The United States reaffirms its strong support for the Turkish Government and its solidarity with the Turkish people in the wake of this incident, she said.
“We will maintain close contact with Turkish officials as they continue to investigate the incident and determine Turkey’s response, including in the Security Council. We will work with Turkey and other partners to hold the Assad regime accountable.”
Clinton said that Turkey has been a leader in the international community’s effort to address the Syrian regime’s violence against its own people.
“We will continue our close co-operation with Turkey as part of our broader efforts to promote a democratic transition in Syria. This work is urgent, and we will be consulting in New York with the Security Council, in Brussels with Nato and the EU, and in Geneva with Special Envoy Kofi Annan on next steps.”
UK foreign secretary William Hague said: “The Assad regime should not make the mistake of believing that it can act with impunity. It will be held to account for its behaviour. The UK stands ready to pursue robust action at the United Nations Security Council.
“This deplorable incident underlines the urgent need to find a solution to the current crisis in Syria in order to bring an end to the violence and to achieve a genuine political transition. We support the Joint UN and Arab League Special Envoy’s continuing efforts on this,” Hague said.
On June 22, the day of the downing of the aircraft, the Joint Special Envoy of the United Nations and the League of Arab States on the Syrian Crisis, Kofi Annan, cited the need to increase international pressure on the parties to end the ongoing conflict and ensure a political transition, emphasising that the time to act is now, the UN News Centre said.

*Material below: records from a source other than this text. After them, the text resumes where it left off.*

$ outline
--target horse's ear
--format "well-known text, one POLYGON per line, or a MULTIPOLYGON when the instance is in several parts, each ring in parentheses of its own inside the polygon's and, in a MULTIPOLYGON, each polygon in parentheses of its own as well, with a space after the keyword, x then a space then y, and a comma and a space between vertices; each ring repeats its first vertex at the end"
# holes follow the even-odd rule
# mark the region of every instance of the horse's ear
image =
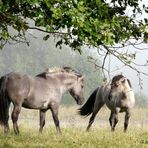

With the violence in Syria continuing unabated, Annan said that he had been in intensive consultations with a number of ministers and officials in capitals around the world about the possibility of convening a meeting of ministers to discuss what further actions could be taken.
“It is time for countries of influence to raise the level of pressure on the parties on the ground, and to persuade them that it is in their interest to stop the killing and start talking,” he said.
The same day, the United Nations relief co-ordination agency said that the humanitarian situation in Syria continued to deteriorate, with up to 1.5 million people in need of assistance.
“Civilians attempting to flee from fighting need urgent assistance and protection,” the UN Office for the Coordination of Humanitarian Affairs (OCHA) said in an update, quoted by the UN News Centre. “Local resources are stretched and there is restricted access to basic services in areas affected by fighting.”
OCHA said that aid agencies continue to face significant access constraints to reaching people in need.
“Visits by UN relief agencies to Homs and Idlib over the past two weeks have found that increasing numbers of people are leaving their homes and communities’ vulnerability is growing,” OCHA said, noting that in the Idlib Governorate, where fighting continues, the Syrian Arab Red Crescent (SARC) reports that 350 000 people now need assistance.
This is an increase of 150 000 people since the government-led assessment of the humanitarian situation at the end of March, OCHA said.